Work, play and family all go together for Dallas, Texas-based angler, Don Schmidt, owner of the 64-foot Viking, Omigosh. "I'm lucky enough to work with my family and fish with my family too. All four of my kids have caught a blue marlin."
Born in northern Texas, Schmidt says he got his start fishing on the state's inland lakes. His family moved nearer the coast, between Port Aransas and South Padre Island, when he was a teenager.
"We lived about 30 minutes from the beach," says Schmidt. "The first saltwater fish I ever caught was a 40-pound ling."
He continues, "My Dad always had a bay boat. Then, he moved up to a center console. We had friends with big rigs and went fishing with them too."
Billfishing in the Gulf of Mexico means going 100 to 120 miles offshore.
"Back then, it would be a real long day or usually overnight," Schmidt says. "We have a fast boat now and can easily make it a day trip. Out at 5 a.m., lines in from 9 a.m. until 5 p.m., and back at the dock by dark."
Schmidt bought the Omigosh, which cruises at 34 knots, last year.

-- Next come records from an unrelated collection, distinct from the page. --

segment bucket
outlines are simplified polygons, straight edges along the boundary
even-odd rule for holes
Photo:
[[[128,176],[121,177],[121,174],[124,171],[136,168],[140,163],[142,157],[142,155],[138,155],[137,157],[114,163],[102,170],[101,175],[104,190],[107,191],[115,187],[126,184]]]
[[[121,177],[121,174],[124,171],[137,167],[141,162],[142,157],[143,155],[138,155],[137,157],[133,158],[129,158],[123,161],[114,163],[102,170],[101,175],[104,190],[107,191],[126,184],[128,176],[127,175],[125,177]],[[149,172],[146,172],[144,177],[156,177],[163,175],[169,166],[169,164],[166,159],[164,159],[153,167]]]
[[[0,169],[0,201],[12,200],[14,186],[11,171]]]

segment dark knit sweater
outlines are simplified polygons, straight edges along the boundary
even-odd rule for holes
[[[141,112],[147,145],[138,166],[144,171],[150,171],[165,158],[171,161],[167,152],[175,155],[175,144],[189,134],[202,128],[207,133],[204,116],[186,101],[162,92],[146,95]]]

"It's a 2007 Viking convertible, a cross between a custom and a production boat," he describes. "It's got a custom cabin interior; all the electronics like fish finder, radar, side scan sonar and five cameras - one each on the outriggers, one of the fly bridge, one aimed at the deck and one on a stick we can move around in the water. The camera works best on a sunny, cloudless day between 10 a.m. and 2 p.m. The kids love it. They can see what's coming up."
Schmidt adds, "In general, the boat is comfortable and efficient. We bought it with the idea of long range fishing and that's what we're doing. It carries 2200 gallons of fuel."
Schmidt and his family launched off this year in April. They fished the Yucatan, Isla Mujeres and Cancun first, then headed over to the Bahamas and finally as far south in the Caribbean as the Virgin Islands. Next year, he plans to take the boat to the Pacific.
"I have always wanted to billfish more and finally could afford it," says Schmidt, who is an attorney and also owns an oil and gas company. "Real fishing isn't conducive to a day job."
Schmidt caught his first billfish sixteen years ago while on a scuba diving trip to Costa Rica.
"You can't start off shooting elephants," he says, in an analogy to his other favorite sport, hunting. "When I was a child, I didn't catch big fish or go very far to do it. The older I got, I decided I wanted a professional crew and to devote more time. Just like hunting, you start with squirrels, move up to deer, and finally elephants. In fishing, I started with bass and crappie, then red fish, sailfish and finally the marlin bug bit me and big fish is all I want to catch."
Schmidt usually trolls a combination of lures and dead baits and enjoys pitch baiting.
"We're also set up to fly fish, but we've never had good enough weather to do it," he says. "I'm hoping this will change in the Pacific."
Schmidt says his best days fishing are with his kids. "I've had my nephews on the boat this summer along with my kids," he says. "They're all between the ages of 8 and 17. When we're fun fishing, we draw straws to see who goes first. The kids have caught marlin as well as dolphin and wahoo. My wife, Penny, caught a 600 blue marlin this summer."
Even though Schmidt likes to fun fish, he's got serious competition on the mind too. For example, Omigosh finished 13th out of 69 boats in the 2009 Bahamas Billfish Tournament and only fished two legs - Boat Harbour and Central Abaco. In the Central Abaco tournament, Omigosh finished second with a grand slam - a blue marlin, white marlin and sailfish. In the Virgin Islands, Omigosh finished fourth at the July Open Billfish Tournament (JOBT) and was one of four boats going into the last day that could have easily taken the lead.
The highlight of the JOBT for Schmidt came on the second day, when he hooked up a grander-plus blue at mid-day.
"It was easily over 1200 pounds," he says.
Schmidt's nephew, James, offered a more vivid description: "It looked like a big truck barreling down at us."
Schmidt elected to cut the fish free and stay in the tournament running.
"The bad thing about letting it go," says Schmidt, "was that we thought no one would believe us. The good thing was that we had a tournament observer onboard who verified the size."
Omigosh finished up the summer placing 11th out of 34 boats in the USVI Open/Atlantic Blue Marlin Tournament or 'Boy Scout' Tournament. By the time he and his family left the Caribbean on August 15, Schmidt was ranked third in the Caribbean division of the World Billfish Series.
"I'm looking forward to fishing tournaments in the Pacific," Schmidt says. "Even though I like to fun fish, I'm competitive and enjoy the fun in the gambling arena. After all, fishing is part skill and part luck."